Talk of the merger, of course, is nothing new: Radcliffe's original charter contained a clause hinting at the eventual absorption of the college by Harvard, and officials of the two schools have informally explored the possibility during the past decade.
But nothing came of these informal contacts. Harvard reportedly insisted that Radcliffe make a greater effort to bolster its shaky financial status, and Radcliffe was not over-eager to dissolve into a division of the larger University.
Now, however, the two highest governing bodies of Radcliffe have publicly committed themselves to pursuing a merger, and--given the current student interest in the topic--backing out would be embarassing, to say the least.
Radcliffe's proposal is sure to be accepted by Harvard. The University has long subsidized its step-daughter, and a formal merger would only wipe out the myriad minor annoyances resulting from the fiction that Radcliffe lives apart from Harvard.

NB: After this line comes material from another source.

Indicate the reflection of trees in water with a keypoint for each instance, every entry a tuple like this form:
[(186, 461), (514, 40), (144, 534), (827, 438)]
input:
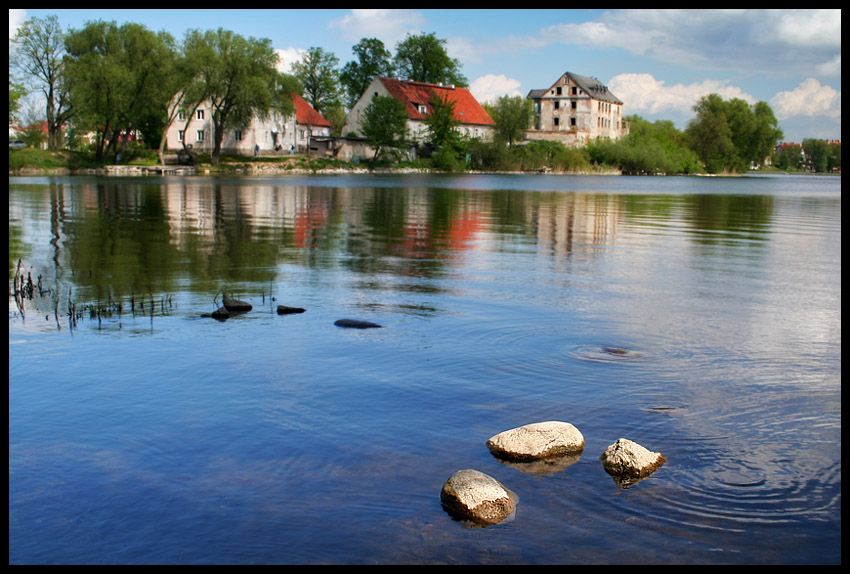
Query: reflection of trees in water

Yet a million details, the kind which it may take months of negotiation to work out, still remain. A place within the University will have to be found for most of Radcliffe's administrators. The budgetary system of the University may have to be revamped. Admission and scholarship plans for female Harvard undergraduates will have to be devised.
The two administrations will have to make a quick re-appraisal of Radcliffe's current building projects to see how they will fit into University-wide plans.
All these details will take time, and perhaps cause some anguish to the parties involved. But once the two colleges agree on the ultimate goal of merger, the details of the plan will inevitably--if not as speedily as some might wish--fall into place.